Another mechanism for preventing self-fertilisation is chemical self-incompatibility. In this phenomenon, which is dependent on chemical substances within the plant, pollen may fail to grow on a stigma of the same flower that produced it, or the pollen tube may fail to grow normally down the style to affect fertilisation after germinations.

This is found in white clover (Trifolium repens), cabbage (Brassica oleracea), and a variety of other plants. The process is genetically controlled; it does not have to be absolute and can vary in degree throughout the flowering season. Not surprisingly, chemical incompatibility is rarely found in plants with strong structural or temporal barriers to self-pollination. Apparently, the evolution of just one such mechanism was sufficient for most plant species.

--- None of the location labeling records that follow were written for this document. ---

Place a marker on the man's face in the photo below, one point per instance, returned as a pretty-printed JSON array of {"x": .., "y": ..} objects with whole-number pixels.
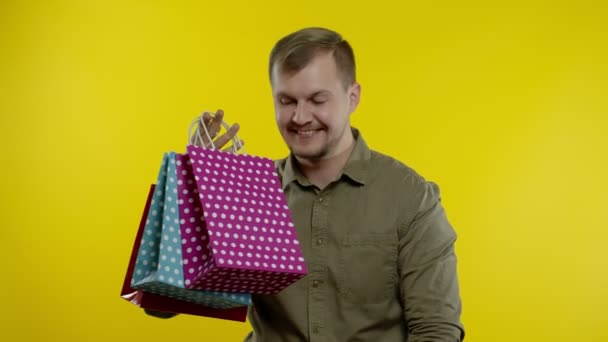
[{"x": 313, "y": 108}]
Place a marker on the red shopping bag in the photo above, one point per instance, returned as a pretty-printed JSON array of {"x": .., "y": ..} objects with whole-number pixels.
[{"x": 151, "y": 301}]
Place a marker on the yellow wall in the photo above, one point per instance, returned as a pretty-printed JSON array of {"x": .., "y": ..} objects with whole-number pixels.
[{"x": 505, "y": 106}]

Advantages of Cross-pollination

• The children are healthier
• Seeds are produced in greater quantities and are more viable
• The seeds develop and germinate properly, resulting in healthier plants
• Cross-pollination between two different varieties of the same species, or even two species, results in new varieties

Disadvantages of Cross-pollination

• It is not always certain because a pollinator is always required and may or may not be available at the appropriate time
• Pollen grains must be abundant in order for pollination to occur and as a result, a lot of pollen is wasted
• It is uneconomical for plants because they must produce large, perfumed flowers with nectar to attract insects

Conclusion

The process of applying pollen from one flower to the pistils of another flower is known as cross-pollination. Pollination occurs naturally through the use of insects and wind. Cross-pollination, also known as hierogamy, is a type of pollination in which sperm-laden pollen grains are transferred from one plant’s cones or flowers to another’s egg-bearing cones or flowers. Cross-pollination, also known as hierogamy, is a type of pollination in which sperm-laden pollen grains are transferred from one plant’s cones or flowers to another’s egg-bearing cones or flowers. Cross-pollination occurs in both angiosperms (flowering plants) and gymnosperms (cone-bearing plants), and it aids in cross-fertilization and outbreeding. Many flowering plants have evolved to limit self-pollination while allowing for cross-pollination. Heterostyly, or variation in the length of the style, is a structural feature of flowers that discourages selfing (neck of the pistil). This is seen in common primrose (Primula vulgaris), wood sorrel (Oxalis), and flax (Linum usitatissimum). Another mechanism for preventing self-fertilization is chemical self-incompatibility. In this phenomenon, which is dependent on chemical substances within the plant, pollen may fail to grow on a stigma of the same flower that produced it, or the pollen tube may fail to grow normally down the style to affect fertilisation after germinations.